Contratti regolari. Un cliente di Quartucciu, invece, sosteneva di non avere mai sottoscritto un contratto con Abbanoa. Eppure per anni aveva usufruito del servizio idrico fornito dal Gestore e pagato saltuariamente qualche bolletta a nome suo. Il giudice ha sottolineato come il cliente avrebbe potuto disconoscere l’utenza presentando una semplice disdetta: cosa che invece non ha fatto, continuando a beneficiare del servizio.
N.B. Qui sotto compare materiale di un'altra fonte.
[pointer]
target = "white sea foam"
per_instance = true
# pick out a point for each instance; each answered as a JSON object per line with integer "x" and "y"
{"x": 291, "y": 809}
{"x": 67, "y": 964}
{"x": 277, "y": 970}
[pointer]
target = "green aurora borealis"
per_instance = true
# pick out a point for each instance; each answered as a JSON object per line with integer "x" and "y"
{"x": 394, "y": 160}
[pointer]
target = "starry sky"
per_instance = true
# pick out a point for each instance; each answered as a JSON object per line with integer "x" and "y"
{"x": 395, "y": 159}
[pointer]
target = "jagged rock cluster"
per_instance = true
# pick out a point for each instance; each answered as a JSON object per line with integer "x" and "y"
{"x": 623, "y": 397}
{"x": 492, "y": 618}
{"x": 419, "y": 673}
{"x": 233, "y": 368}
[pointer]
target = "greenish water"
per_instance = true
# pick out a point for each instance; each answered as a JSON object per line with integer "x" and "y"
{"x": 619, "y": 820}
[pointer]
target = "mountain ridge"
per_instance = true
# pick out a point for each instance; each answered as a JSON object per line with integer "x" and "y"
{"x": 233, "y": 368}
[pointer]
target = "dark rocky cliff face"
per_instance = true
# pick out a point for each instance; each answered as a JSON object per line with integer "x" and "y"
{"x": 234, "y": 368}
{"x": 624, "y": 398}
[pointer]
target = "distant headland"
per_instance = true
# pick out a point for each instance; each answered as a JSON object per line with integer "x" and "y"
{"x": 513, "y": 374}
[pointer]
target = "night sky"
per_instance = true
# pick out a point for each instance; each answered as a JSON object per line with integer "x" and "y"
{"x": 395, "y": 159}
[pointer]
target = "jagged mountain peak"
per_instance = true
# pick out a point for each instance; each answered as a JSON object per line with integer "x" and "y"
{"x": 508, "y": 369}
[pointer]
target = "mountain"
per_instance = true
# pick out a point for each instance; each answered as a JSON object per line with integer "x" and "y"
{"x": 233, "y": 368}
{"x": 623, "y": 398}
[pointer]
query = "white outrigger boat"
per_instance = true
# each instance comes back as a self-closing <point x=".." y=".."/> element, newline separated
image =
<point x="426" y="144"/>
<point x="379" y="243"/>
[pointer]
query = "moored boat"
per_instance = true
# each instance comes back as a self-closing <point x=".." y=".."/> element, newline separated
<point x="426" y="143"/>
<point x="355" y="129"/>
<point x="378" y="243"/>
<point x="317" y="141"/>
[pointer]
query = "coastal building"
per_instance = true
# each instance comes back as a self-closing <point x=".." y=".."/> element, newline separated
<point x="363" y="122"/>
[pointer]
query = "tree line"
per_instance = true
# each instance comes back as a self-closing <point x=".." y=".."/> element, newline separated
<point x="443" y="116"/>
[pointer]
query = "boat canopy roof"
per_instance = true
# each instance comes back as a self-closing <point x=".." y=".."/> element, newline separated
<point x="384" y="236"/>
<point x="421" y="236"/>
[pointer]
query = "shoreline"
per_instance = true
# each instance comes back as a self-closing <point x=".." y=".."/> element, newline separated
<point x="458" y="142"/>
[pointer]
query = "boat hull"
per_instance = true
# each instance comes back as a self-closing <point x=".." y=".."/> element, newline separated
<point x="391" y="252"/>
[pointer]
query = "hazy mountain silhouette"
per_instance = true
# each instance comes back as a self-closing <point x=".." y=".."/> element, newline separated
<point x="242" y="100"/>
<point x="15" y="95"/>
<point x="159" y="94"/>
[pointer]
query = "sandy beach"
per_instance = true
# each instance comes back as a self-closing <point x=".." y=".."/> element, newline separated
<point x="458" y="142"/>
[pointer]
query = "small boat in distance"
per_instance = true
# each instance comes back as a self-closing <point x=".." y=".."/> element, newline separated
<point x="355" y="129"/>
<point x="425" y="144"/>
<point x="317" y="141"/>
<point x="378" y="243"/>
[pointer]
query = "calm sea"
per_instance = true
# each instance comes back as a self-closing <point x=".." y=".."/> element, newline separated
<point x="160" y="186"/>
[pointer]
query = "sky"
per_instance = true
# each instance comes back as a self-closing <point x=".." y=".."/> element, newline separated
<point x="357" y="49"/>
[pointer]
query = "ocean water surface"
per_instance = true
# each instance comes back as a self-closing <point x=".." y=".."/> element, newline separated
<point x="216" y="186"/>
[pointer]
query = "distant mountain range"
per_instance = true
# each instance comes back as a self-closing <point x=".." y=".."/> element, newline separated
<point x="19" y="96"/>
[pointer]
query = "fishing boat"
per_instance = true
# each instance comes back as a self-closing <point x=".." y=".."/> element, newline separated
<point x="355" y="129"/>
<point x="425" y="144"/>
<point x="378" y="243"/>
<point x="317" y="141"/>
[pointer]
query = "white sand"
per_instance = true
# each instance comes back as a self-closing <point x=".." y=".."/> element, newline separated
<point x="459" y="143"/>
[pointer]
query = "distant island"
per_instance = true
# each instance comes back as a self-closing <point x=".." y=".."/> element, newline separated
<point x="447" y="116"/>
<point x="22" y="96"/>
Per contestare gli importi dovuti, circa cinquemila euro, era arrivata l’immancabile contestazione sul malfunzionamento del contatore. Anche in questo caso l’apparecchio di misurazione è risultato perfettamente funzionante. In compenso è emerso che all’interno dell’abitazione ci sarebbe stata una perdita successivamente riparata dallo stesso cliente. Il giudice ha quindi stabilito la correttezza dell’operato di Abbanoa e condanno il cliente a pagare anche quattromila euro di spese legali.

 

Fatture legittime. L’ultima ordinanza riguarda invece un cliente di Quartu con villa a Margine Rosso e un debito di ottomila euro. Le contestazioni riguardavano sempre il malfunzionamento del contatore (ma anche dopo la sostituzione dell’apparecchio i consumi erano sempre elevati) e fatturazione in acconto (il cliente, però, non aveva pagato nemmeno quelle a saldo). Il cliente, comunque, aveva deciso di trovare una soluzione bonaria: Abbanoa ha accordato il piano di rateizzazione e ripristinato l’allaccio dell’utenza. Restavano le spese legali per il contenzioso che il giudice ha stabilito fossero a carico del cliente: circa mille euro.